Its where different alien civilisations lived before we wiped them all out, except those pesky thargoids.

I say "we" it was really the imperials.
 
I burst out laughing when they said 42, for just “of course” let’s face it “mostly harmless” is the first Hitchhikers gag/Reference, and I was beaming proudly for the devs for doing so, (great minds think alike), as I think the community would have done the same

But yeah,
Just seeing the Galaxy sliced up into funky shapes, like you see in sci-fi shows, it really made me happy.

The whole blinking and beeping, gameplay and interface - felt appealing.
And even if it’s slower than a honk, it far quicker than flying within XY light-seconds to get than surface scan.
Now you can find out if that planetary body 300,000 LS out is worth the trip to fly out to.

As I find exploring (as it stands today) unappealing.

Amazing job all round.
 
I like it. It looks exactly how we divided countries with natives during colonisation times :

Jagged mess of straight lines from diplomatic horse trading with little care about the "details" on the ground.
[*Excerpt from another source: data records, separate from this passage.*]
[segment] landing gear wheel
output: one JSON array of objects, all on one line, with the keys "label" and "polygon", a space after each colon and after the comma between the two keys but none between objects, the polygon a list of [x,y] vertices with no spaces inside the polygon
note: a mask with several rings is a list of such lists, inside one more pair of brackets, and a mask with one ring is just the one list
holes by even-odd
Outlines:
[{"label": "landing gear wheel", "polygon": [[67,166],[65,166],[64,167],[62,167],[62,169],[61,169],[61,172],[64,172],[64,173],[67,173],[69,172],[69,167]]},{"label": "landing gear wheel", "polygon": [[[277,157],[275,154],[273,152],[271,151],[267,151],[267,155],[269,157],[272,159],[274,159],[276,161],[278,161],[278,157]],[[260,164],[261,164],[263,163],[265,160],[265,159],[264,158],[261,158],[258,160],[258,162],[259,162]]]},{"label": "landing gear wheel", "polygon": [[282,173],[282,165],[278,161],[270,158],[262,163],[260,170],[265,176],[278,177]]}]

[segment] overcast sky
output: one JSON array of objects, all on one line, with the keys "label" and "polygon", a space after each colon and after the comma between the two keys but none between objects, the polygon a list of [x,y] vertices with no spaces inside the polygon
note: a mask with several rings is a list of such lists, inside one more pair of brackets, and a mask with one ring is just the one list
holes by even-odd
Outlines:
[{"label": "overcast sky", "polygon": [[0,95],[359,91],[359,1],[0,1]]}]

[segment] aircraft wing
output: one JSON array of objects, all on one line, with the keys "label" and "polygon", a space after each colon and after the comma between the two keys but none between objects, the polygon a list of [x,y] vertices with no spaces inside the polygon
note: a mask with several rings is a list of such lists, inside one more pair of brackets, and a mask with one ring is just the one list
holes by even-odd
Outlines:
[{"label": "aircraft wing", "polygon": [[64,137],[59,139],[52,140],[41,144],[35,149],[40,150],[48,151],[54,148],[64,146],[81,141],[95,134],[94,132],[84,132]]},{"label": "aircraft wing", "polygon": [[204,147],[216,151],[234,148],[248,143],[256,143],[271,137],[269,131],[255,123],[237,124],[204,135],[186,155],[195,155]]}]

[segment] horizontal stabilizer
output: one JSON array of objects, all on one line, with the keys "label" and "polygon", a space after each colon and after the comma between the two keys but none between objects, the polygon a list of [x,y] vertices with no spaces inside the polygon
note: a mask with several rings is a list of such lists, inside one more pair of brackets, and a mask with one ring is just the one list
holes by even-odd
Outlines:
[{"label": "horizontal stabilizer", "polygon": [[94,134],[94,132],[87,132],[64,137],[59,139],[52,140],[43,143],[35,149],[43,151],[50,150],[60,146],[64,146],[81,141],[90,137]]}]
I really happy about them creating the different regions. I hope some will get better names than
sector 21 though. If each sector is seeded with a few unique discoveries, it'll open an interesting
exploration era.
 
Don't forget we are only seeing the 2D representation, the shapes may make a lot more sense when we see them in the 3D GalMap. Kind of reminds me of electoral distributions areas, maybe each region contains an equal number of systems or something. Anyway, I am not fussed about it, at least FD have done something that is unexpected and will hopefully make that game better.
 
The regions are small near the galactic core (where there is a high star density) and gradually get bigger on the outside (where the the star density is lower). So to me it seems like they tried to have about the same number of stars in each region and otherwise just tried to make it look like the IAU boundaries. Same number of stars means same probability of finding things when the only hint was "There is something in region xy". This is my best guess for their reasoning.
 
It’s a jigsaw puzzle of a mystery for sure. I instantly wondered the same thing. And would like to learn the logic determining the boundaries.